The scenario for this paper envisages the creation of a large network that will comprise sites in the US, Europe, Africa, Japan, and a number of other regions. The organization’s specifics imply a 10 Gbps throughput between all sites but Europe, where the bandwidth and security requirements are minimal. The network is expected to operate within the 100% SLA (Service Level Agreement) terms.
Based on these requirements, the ideal topology would be that of a fully meshed network. A full-mesh WAN offers a highest possible reliability level as each site is separately connected to all other sites (Dean, 2009, p. 304). For the purposes of this scenario, the exception will be a European site, connected through a VPN (Virtual Private Network) link. All other WAN sites should operate over the DWDM (Dense Wavelength Division Multiplexing) links capable of 10 Gbps per one wavelength (Dean, 2009, p.84). It will ensure a sufficient bandwidth even in case of all organization’s traffic going through the single operational connection. Further inside WANs, the traffic will be distributed by means of 1 Gbps group switches.

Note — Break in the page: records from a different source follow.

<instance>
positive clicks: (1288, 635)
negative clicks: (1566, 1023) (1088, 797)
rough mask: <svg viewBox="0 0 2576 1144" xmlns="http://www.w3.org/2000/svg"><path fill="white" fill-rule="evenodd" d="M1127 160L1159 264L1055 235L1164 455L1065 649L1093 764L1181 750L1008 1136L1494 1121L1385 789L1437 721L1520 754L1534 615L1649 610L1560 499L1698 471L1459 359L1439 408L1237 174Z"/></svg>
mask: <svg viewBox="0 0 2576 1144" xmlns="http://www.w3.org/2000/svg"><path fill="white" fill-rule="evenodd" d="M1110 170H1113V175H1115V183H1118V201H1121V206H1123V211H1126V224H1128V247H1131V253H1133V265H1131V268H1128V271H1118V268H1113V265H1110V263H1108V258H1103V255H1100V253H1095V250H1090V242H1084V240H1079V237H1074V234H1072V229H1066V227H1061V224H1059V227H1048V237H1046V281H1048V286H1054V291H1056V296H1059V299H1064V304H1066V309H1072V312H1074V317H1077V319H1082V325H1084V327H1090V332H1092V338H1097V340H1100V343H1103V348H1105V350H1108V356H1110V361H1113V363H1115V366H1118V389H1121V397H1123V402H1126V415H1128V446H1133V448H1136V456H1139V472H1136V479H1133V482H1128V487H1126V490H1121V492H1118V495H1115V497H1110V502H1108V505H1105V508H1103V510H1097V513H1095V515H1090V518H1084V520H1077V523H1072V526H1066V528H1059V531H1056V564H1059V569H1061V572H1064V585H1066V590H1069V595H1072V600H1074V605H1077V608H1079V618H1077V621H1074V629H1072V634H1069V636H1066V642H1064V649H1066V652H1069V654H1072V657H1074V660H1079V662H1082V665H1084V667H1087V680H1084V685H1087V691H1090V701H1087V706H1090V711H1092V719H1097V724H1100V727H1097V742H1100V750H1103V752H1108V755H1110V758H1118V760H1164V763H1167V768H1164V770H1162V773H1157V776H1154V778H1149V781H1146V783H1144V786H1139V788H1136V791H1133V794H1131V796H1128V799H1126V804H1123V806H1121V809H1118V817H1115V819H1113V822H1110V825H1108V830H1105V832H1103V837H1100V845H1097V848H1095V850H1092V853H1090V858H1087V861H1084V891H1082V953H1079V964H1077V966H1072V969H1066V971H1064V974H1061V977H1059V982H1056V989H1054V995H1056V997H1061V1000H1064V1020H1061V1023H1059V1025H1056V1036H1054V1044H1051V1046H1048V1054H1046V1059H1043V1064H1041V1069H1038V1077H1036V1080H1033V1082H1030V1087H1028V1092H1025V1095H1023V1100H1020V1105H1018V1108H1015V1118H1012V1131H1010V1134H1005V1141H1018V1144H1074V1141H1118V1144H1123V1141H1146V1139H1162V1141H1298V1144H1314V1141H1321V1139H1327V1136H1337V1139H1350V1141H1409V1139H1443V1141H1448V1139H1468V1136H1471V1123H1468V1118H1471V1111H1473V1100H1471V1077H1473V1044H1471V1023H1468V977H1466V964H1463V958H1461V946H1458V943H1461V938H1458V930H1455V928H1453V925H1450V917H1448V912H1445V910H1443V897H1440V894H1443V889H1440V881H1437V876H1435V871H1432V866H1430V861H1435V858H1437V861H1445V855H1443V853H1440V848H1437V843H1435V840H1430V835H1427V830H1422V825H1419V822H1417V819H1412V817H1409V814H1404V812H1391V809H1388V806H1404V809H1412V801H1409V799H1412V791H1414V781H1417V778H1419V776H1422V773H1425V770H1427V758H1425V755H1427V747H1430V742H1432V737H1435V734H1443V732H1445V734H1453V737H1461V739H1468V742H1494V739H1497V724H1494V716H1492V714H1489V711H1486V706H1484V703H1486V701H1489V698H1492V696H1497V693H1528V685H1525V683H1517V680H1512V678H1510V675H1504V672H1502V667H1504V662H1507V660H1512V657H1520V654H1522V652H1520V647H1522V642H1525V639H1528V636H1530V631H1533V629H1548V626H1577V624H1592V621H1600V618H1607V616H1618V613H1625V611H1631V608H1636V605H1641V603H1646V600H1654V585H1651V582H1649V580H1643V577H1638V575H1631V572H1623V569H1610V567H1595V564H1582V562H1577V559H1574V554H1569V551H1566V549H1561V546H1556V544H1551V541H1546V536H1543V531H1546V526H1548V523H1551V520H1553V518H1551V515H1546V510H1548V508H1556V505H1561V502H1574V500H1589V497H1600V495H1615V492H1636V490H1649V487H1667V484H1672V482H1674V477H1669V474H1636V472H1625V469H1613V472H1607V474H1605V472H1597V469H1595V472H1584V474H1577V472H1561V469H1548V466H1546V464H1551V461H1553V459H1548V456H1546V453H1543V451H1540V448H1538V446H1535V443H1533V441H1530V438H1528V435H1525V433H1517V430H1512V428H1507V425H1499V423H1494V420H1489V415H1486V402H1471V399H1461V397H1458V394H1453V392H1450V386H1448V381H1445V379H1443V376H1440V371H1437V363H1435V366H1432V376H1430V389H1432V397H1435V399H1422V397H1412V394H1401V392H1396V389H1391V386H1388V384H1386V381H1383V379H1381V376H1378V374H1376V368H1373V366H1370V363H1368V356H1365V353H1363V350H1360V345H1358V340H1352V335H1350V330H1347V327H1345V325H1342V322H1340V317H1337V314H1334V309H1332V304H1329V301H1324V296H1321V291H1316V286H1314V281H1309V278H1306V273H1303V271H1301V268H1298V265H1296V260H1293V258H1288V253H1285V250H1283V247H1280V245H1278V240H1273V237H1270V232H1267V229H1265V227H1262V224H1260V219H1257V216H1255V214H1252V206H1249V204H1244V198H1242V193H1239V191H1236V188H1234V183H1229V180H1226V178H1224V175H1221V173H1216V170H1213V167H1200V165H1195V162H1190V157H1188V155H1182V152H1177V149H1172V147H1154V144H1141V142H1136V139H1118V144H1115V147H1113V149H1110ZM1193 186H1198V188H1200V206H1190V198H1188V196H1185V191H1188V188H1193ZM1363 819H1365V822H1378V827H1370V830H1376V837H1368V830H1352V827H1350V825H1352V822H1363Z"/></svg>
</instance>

All border routers should be equipped with DWDM modules and have enough performance reserve. In order to ensure the reliable inter-network routing, the OSPF (Open Shortest Path First) routing protocol should be implemented (White, 2012, p. 261). It is a link-state protocol that chooses the best network path based on the connection availability and links’ cost. In order to provide an early warning of any potential issues, a proper network monitoring solution should be implemented as well. It can be any SNMP-based (Simple Network Management Protocol) tool capable of the real-time network monitoring for large networks (White, 2012, p. 397). Finally, each site should have an independent gateway to the Internet with the security being ensured using the IDS/IPS (Intrusion Detection/Prevention System) agents.